Cuando mi padre falleció, volé a Chisináu y dormí una noche en su piso. Repartí sus trajes y corbatas entre los vecinos. Sus libros los dejé intactos. Al final, me senté en el borde de la cama y encendí el televisor. Apareció un canal ruso, una mujer joven estaba cantando una canción de amor, y me asusté tanto que arrojé el mando y me levanté de inmediato. Mi padre odiaba el ruso, mi padre odiaba a los rusos.
Había algo fundamentalmente incorrecto en escuchar una canción de amor rusa en su casa, la casa de un hombre que ahora está muerto, pero que durante toda su vida había luchado contra el sistema soviético y había anhelado un idioma — el rumano.

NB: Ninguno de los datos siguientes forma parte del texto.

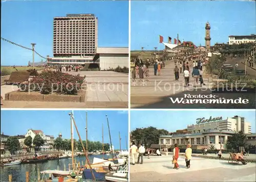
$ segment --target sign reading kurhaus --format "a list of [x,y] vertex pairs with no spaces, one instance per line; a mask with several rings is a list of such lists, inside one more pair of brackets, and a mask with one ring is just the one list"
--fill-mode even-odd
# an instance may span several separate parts
[[205,118],[198,118],[197,119],[197,124],[209,123],[209,122],[215,122],[216,121],[222,120],[222,117],[216,117],[211,118],[211,116],[208,119],[205,120]]

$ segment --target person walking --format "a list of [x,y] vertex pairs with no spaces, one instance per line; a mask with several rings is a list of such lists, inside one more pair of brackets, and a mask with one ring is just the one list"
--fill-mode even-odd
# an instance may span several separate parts
[[197,86],[198,84],[198,78],[199,78],[199,75],[200,75],[200,73],[198,69],[198,67],[196,66],[195,69],[192,72],[192,77],[194,78],[194,81],[196,81],[195,86]]
[[186,161],[186,167],[187,169],[190,167],[190,160],[192,156],[192,149],[191,145],[188,144],[187,149],[185,151],[185,160]]
[[130,154],[133,158],[133,165],[135,165],[135,155],[138,152],[138,147],[135,145],[135,143],[133,142],[133,145],[130,149]]
[[143,163],[143,155],[145,153],[145,148],[141,144],[139,145],[139,156],[138,156],[138,164],[140,163],[140,158],[141,158],[140,164],[142,164]]
[[174,69],[174,75],[175,75],[175,80],[179,80],[179,68],[177,66]]
[[146,80],[148,81],[148,77],[150,77],[150,70],[148,68],[145,69],[145,76],[146,77]]
[[187,70],[187,69],[186,69],[186,70],[184,71],[183,74],[184,78],[185,79],[185,87],[186,87],[189,84],[189,72],[188,72],[188,70]]
[[133,68],[133,71],[132,72],[132,76],[133,77],[133,81],[135,81],[135,79],[136,78],[136,70],[135,67]]
[[175,161],[174,169],[179,169],[180,168],[179,164],[178,164],[178,158],[179,158],[179,148],[178,147],[178,144],[174,144],[174,153],[173,156],[173,159],[174,161]]
[[157,62],[156,62],[155,64],[154,65],[154,75],[157,75],[157,69],[158,69],[158,65],[157,65]]

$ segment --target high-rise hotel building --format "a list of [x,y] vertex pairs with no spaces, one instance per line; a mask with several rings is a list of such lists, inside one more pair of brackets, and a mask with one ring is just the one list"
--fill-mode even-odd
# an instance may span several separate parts
[[49,60],[52,64],[93,62],[97,46],[98,18],[94,14],[67,14],[54,18],[54,57]]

En ese momento le vi con claridad ante mí: un anciano lleno de arrepentimientos, con los puños apretados, con esa lengua extranjera amarrada alrededor de su cuello como una soga. Es en ese instante que comencé a llorar, por todo.
Si en algún momento abandoné la Unión Soviética, fue esa noche.
Era una niña que había llegado después de los acontecimientos, pero lo que siempre se opuso entre nosotros como una cerca eléctrica no era eso, sino el idioma ruso. Mi padre nunca me perdonó que, cuando Moldavia proclamó su independencia, cuando en el 89 los moldavos recuperaron el alfabeto latino por el que habían luchado y algunos incluso muerto, yo no hubiese hecho lo que debía hacer: cortar mi relación con todo lo referente a Rusia. No hablar ruso nunca más, no leer nunca en ruso, dejar de tener amigos rusos. Eso era lo que se esperaba de mí.